Don:

> The only value I can see at this point in making something an @attribute
> rather than a __keyword is that we could develop a standard syntax for 
> compile-time (and runtime) querying of attributes.

I think you need:

1) To be able to import an user-defined attribute in just the current 
scope/module, using a normal import:
import myattributes: @noallocs;
Or just:
import myattributes: noallocs; // the @ is not used when you import it

2) More compile-time introspection capabilities. To implement in D a 
user-defined attribute like @noallocs you need some way to transitively inspect 
the code inside a function, looking for heap memory allocations.

3) Some syntax to attach CTFE functions to user attributes. The simplest design 
is to do nothing, and allow any function name to be used with a @ prefix.
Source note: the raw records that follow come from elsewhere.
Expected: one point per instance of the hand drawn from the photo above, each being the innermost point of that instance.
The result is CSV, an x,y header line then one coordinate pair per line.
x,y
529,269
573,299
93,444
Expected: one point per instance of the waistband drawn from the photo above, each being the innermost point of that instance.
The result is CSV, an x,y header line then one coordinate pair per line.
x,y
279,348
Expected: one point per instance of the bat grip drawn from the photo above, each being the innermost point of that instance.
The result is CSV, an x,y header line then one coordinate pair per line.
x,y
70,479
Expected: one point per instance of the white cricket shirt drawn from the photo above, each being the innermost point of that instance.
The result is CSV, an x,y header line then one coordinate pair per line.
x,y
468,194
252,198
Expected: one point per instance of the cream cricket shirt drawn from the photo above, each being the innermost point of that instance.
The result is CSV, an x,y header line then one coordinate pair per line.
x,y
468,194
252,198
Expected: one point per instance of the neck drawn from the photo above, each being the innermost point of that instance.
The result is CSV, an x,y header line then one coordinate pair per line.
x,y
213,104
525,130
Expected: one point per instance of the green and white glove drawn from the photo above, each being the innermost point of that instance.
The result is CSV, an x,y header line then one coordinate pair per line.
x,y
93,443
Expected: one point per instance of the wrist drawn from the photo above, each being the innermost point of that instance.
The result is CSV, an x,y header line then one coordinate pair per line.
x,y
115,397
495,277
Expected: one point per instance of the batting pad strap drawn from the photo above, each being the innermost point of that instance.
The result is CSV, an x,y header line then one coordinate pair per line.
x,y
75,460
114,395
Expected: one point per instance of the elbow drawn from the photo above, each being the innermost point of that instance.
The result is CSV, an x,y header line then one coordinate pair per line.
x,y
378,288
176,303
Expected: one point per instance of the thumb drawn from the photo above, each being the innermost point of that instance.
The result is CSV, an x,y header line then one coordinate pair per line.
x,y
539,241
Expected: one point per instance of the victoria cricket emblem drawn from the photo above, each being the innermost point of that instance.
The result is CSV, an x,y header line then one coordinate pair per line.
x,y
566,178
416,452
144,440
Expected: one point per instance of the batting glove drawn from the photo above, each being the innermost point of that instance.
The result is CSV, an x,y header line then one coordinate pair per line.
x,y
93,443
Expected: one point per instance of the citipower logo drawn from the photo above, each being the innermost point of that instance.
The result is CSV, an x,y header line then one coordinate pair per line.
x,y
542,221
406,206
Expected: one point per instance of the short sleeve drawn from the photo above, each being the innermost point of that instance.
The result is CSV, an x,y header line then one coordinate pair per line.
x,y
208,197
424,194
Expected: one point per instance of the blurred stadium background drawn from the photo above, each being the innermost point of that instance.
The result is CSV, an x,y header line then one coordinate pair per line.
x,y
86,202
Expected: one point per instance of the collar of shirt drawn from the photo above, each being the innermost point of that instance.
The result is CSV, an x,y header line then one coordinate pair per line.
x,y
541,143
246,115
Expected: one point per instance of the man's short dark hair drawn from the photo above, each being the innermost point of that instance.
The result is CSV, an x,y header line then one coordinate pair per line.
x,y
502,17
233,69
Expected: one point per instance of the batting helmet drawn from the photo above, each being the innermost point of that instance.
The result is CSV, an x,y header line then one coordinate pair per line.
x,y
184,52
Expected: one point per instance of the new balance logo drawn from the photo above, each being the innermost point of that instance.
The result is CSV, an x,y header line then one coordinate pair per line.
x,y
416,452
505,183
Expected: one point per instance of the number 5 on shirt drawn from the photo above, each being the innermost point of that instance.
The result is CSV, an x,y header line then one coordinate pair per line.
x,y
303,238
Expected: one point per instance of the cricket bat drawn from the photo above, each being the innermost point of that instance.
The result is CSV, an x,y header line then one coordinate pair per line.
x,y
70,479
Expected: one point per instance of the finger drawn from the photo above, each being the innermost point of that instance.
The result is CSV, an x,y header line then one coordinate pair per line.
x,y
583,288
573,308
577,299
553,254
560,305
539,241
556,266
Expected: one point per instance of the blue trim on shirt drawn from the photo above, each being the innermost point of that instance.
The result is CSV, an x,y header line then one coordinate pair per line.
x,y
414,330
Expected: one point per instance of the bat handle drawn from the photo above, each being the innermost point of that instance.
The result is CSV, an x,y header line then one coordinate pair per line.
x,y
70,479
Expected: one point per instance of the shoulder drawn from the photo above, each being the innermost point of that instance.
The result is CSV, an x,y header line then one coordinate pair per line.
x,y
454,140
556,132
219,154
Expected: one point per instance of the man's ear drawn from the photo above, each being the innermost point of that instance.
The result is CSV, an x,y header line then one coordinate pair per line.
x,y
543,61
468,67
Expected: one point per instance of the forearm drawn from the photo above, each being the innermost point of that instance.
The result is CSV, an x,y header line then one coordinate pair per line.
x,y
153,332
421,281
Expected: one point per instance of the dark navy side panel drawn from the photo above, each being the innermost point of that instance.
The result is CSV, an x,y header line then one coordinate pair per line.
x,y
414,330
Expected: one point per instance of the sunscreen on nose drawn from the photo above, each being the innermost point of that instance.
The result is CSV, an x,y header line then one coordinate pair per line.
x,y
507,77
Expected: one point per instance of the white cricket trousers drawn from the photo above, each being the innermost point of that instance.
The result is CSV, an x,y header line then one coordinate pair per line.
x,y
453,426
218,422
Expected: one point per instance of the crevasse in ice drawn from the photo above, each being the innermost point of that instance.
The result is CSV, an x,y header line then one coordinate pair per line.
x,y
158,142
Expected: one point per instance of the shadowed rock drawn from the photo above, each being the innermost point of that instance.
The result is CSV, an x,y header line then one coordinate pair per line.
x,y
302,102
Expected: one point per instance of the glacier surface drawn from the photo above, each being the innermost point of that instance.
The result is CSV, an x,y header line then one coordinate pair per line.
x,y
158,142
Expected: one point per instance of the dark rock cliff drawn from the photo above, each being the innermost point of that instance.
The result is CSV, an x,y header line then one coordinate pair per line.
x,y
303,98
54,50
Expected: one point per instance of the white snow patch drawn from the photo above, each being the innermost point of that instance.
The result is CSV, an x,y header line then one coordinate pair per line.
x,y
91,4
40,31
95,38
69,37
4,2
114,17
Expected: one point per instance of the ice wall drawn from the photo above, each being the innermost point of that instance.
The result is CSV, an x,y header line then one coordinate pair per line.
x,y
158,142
The 
argument of such functions may be the AST of the function the attribute is put 
on, its JSON or even its body as text.


Then when you add @noallocs to a function signature the compiler runs at 
compile-time the code that performs those tests:

@noallocs int myLevenshteinDistance(T)(const T[] data) { ... // gives a 
compile-time error because it contains one new statement.

The JSON DMD produces from modules may be used by some attributes, because it 
contains lot of semantics about the functions in a easy machine-readable way. 
Something like __traits(json, functionname), plus few Phobos functions to 
transverse and query a Json tree structure, may be useful for some attributes.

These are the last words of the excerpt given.